There are plenty of solutions already in the wild. Some are good, some are not so good. Personally, I have an aversion to anything that would irretrievably remove content from view or forgo the table element altogether. These options either exhibit bad practices in responsive design or skirt the issue entirely.

What makes tables more difficult than other elements in a responsive site is that you need to maintain the relationship between the data and its respective column and row headers — visually and in code. This means that you end up sacrificing some of the flexibility that you have with other types of elements. In particularly tall tables, it’s pretty easy to lose track of the column headings.

Depending on what type of site you have, you, the designer, might not be the person responsible for producing content. And if a data table finds its way into an article, it’s likely that you didn’t have much say over how many columns or rows it contains. Hell, you’re probably not even aware it exists. But whether or not it breaks, that’s going to fall upon you.
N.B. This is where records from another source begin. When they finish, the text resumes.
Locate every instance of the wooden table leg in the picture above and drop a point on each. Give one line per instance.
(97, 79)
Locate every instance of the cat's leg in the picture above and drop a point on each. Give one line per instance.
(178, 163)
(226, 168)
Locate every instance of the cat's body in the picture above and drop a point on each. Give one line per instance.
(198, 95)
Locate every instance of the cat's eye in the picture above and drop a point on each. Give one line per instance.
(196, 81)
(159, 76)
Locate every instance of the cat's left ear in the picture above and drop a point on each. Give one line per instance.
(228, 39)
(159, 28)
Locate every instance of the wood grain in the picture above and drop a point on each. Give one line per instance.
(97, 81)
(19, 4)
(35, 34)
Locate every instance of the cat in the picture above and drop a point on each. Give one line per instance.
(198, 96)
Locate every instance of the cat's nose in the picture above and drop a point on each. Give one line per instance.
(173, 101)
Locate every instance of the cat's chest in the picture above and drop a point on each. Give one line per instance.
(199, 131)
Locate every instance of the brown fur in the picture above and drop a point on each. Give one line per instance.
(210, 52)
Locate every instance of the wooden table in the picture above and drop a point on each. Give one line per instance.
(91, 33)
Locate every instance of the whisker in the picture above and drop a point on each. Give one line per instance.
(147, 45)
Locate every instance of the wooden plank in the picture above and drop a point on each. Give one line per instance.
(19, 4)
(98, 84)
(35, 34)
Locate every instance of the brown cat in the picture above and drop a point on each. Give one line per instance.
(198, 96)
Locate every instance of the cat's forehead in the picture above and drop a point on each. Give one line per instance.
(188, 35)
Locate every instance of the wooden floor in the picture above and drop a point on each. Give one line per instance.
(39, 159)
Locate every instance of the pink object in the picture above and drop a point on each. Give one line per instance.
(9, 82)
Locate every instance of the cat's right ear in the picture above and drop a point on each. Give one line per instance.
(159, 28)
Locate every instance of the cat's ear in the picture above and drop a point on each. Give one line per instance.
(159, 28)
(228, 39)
Of all the proposed ideas for how to display a responsive data table, my favorite is Chris Coyier’s example on CSS Tricks. He has chosen to vertically orient the data into “card stacks.” What makes this so appealing to me is that it allows for great column flexibility and does not require the producer to manually enter class names for a javascript function. It’s also much less harrowing if that producer possesses only a working knowledge of HTML.

There was one aspect of Chris’s approach that I felt could be improved upon, however: using :nth-of-type selectors to create pseudo elements. Browser compatibility aside, having to replicate table headers into embedded CSS leaves a lot of room for human error. I’ve written a quick script which takes the headings inside the <thead> and recreates them as labels, replicating down for each table row.

[gist id=3804292]

So for the table below, the web producer only needs properly formatted HTML with a <thead> and a <tbody>. Even though mine is hooked with a class name (for my own purposes), it isn’t required. For CSS and all other information, please refer back to the original post on CSS Tricks.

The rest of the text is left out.